Accordingly, these large companies have adopted real-time ad-hoc Risk Analysis (RA) software and associate systems to perform these monitoring tasks on their behalf. In Enterprise Resource Planning (ERP) systems, customers use Risk Analysis (RA) to comply with an owner's provided audit requirements. RA is generally implemented to detect Segregation of Duties (SoD) violations, which indicate whether different users and tasks involved in the ERP systems are properly authorized to: create, delete, access (read, write, send), and manipulate different portions of the ERP systems.
When the conventional RA is implemented, analysis can be extremely time-consuming. Moreover, the time-consuming analysis must be completed in order for the customer to be provided with the audit report. Each time the user requests the report, a full analysis of the system must be repeated. The audit report is typically in the form of an SoD analysis report.
ERP systems performing the conventional RA generally access, analyze, and report the status of RA applications in accordance with the following. First, each database that is a part of the ERP system and governed by the RA audit must be accounted for. Then, each accounted for database has all of its data rules and authorization rules synchronized onto a backend environment. After the full synchronization of all of the databases, the backend system compares the synchronized data rules and authorization rules to a pre-defined set of rules stored at the backend.
The analysis of the conventional RA is generally time consuming for several reasons. One reason is that each time an RA is executed, the RA acts as a trigger to initiate the RA process. Only upon the trigger does the ERP system identify which data tables are needed and then proceeds to pull relevant data from those identified data tables in the source systems. After having identified and accessed the relevant data, the ERP system proceeds to check each role, action, and permission level from the accessed data according to a pre-defined set of rules.

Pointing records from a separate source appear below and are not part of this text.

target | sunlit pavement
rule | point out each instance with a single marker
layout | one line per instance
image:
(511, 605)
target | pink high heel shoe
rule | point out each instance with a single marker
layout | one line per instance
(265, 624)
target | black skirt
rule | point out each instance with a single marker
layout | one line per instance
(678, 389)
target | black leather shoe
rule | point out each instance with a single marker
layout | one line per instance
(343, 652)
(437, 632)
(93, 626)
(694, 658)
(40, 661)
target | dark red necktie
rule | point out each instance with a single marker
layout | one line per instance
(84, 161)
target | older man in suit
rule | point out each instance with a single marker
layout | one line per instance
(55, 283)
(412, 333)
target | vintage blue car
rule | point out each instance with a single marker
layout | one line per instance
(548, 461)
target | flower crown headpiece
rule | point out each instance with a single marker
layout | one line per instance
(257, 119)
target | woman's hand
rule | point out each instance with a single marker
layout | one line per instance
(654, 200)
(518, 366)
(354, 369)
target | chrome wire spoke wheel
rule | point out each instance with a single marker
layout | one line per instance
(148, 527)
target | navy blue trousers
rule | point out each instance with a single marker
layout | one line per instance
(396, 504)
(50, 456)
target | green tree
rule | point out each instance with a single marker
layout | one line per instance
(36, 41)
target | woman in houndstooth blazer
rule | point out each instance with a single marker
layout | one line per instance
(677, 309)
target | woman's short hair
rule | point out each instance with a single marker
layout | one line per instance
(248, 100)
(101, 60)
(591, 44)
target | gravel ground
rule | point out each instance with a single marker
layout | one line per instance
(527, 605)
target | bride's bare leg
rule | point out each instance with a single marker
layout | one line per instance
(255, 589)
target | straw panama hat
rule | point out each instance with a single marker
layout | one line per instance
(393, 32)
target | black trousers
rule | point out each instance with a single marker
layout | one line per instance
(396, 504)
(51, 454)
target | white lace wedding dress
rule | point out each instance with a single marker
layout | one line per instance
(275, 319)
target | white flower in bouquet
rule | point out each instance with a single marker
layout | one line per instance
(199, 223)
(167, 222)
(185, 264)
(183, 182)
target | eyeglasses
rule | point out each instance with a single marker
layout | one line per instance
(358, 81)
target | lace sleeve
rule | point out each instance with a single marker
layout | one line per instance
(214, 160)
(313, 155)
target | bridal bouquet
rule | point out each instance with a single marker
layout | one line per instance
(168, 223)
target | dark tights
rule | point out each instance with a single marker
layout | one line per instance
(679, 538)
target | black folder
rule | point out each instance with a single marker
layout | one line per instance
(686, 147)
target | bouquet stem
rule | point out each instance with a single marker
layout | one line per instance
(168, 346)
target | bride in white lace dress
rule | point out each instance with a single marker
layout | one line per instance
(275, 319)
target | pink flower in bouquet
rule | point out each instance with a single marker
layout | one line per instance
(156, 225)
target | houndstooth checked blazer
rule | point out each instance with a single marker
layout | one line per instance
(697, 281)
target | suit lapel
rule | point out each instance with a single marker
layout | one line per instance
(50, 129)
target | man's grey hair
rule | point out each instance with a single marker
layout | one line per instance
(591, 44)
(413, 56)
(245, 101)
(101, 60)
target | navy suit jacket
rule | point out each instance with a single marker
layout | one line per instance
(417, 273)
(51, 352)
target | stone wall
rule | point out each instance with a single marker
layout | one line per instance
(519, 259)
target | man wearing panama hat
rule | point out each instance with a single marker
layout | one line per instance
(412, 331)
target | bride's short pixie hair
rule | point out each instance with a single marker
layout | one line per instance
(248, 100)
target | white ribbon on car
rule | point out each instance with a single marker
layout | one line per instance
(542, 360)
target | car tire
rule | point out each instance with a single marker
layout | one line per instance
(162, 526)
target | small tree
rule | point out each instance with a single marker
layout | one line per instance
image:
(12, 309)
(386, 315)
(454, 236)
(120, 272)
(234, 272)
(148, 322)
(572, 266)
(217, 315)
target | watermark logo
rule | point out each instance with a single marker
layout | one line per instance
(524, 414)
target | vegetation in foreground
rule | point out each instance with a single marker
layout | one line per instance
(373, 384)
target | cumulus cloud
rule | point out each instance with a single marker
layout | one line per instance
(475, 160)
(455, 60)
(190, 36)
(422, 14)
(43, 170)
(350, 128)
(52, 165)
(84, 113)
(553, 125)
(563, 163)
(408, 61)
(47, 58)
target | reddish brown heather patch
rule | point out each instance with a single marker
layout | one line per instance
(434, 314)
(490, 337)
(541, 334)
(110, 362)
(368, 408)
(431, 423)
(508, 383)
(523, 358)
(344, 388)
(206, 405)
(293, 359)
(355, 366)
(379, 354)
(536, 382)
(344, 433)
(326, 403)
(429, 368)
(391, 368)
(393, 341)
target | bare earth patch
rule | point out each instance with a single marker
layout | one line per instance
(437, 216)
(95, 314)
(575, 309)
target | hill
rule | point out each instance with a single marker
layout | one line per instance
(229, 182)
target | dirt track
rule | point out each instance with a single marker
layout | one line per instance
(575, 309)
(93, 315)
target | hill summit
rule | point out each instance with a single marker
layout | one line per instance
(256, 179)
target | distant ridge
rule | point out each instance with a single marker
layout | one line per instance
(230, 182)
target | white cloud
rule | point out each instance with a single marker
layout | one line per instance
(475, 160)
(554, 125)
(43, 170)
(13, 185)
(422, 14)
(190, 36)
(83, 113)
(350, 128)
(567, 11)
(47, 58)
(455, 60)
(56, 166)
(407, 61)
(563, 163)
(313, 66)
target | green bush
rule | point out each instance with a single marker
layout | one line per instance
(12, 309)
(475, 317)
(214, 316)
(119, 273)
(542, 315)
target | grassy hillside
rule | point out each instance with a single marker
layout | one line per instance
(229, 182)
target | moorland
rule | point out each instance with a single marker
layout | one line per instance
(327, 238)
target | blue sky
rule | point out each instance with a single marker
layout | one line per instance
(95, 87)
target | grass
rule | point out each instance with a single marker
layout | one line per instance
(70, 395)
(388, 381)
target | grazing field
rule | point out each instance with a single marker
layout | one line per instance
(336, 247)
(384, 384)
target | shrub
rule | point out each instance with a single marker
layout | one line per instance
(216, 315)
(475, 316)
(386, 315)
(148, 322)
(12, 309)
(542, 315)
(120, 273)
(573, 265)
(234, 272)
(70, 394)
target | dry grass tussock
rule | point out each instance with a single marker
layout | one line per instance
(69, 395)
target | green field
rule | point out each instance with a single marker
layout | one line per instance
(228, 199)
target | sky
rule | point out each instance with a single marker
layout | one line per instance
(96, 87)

The comparison results from the check are stored and used to generate the SoD analysis report. Each time, however, a database associated with the ERP system expands to account for data developments or changes in local infrastructure associated with the company, additional unknown and unconfirmed data exists locally in the source system that has not been subjected to a RA by the ERP system.
The assessment report is historically only stored, in conventional RA, after a full compare is run. The assessment report is then stored locally upon the customer's device. The assessment report includes information regarding what violation occurred, which parties were responsible, and which tasks triggered the violation. In convention applications, violation reports are often presented to the users at consistent intervals. For example, violation reports may be presented month by month.
In many environments, such as Information Technology (IT) environments, multiple ERP systems are used as source data based on customer needs and requirements. Similarly, customer needs and requirements result in the multiple ERP systems handling a high volume of RAs. Due to the voluminous number of ERP systems needed for these environment systems, conventional RA has not been scalable.
In addition, scalability is further complicated given that high volume maintenance activities are often required. In some circumstances, the amount of maintenance is driven due to the various plug-in dependencies of each of, or some of, the ERP systems and edge components associated with the ERP systems. Conventional RA, sometimes referred to herein as ad-hoc RA, is also not scalable because any synchronization of the ERP systems requires a great deal of time. In many environments, the data to be accessed for the RA is voluminous and constantly increasing as the database tables grow to support various customer needs.
Furthermore, the procedure to execute the real-time ad-hoc RA requires a large amount of memory on the backend server environment. The generation of the SoD analysis report further consumes significant application-specific programming memory.
Accordingly, there is a need for methods and systems to dynamically assess user permissions and report the assessment to an administrator of a system, without delay, in response to a triggering event.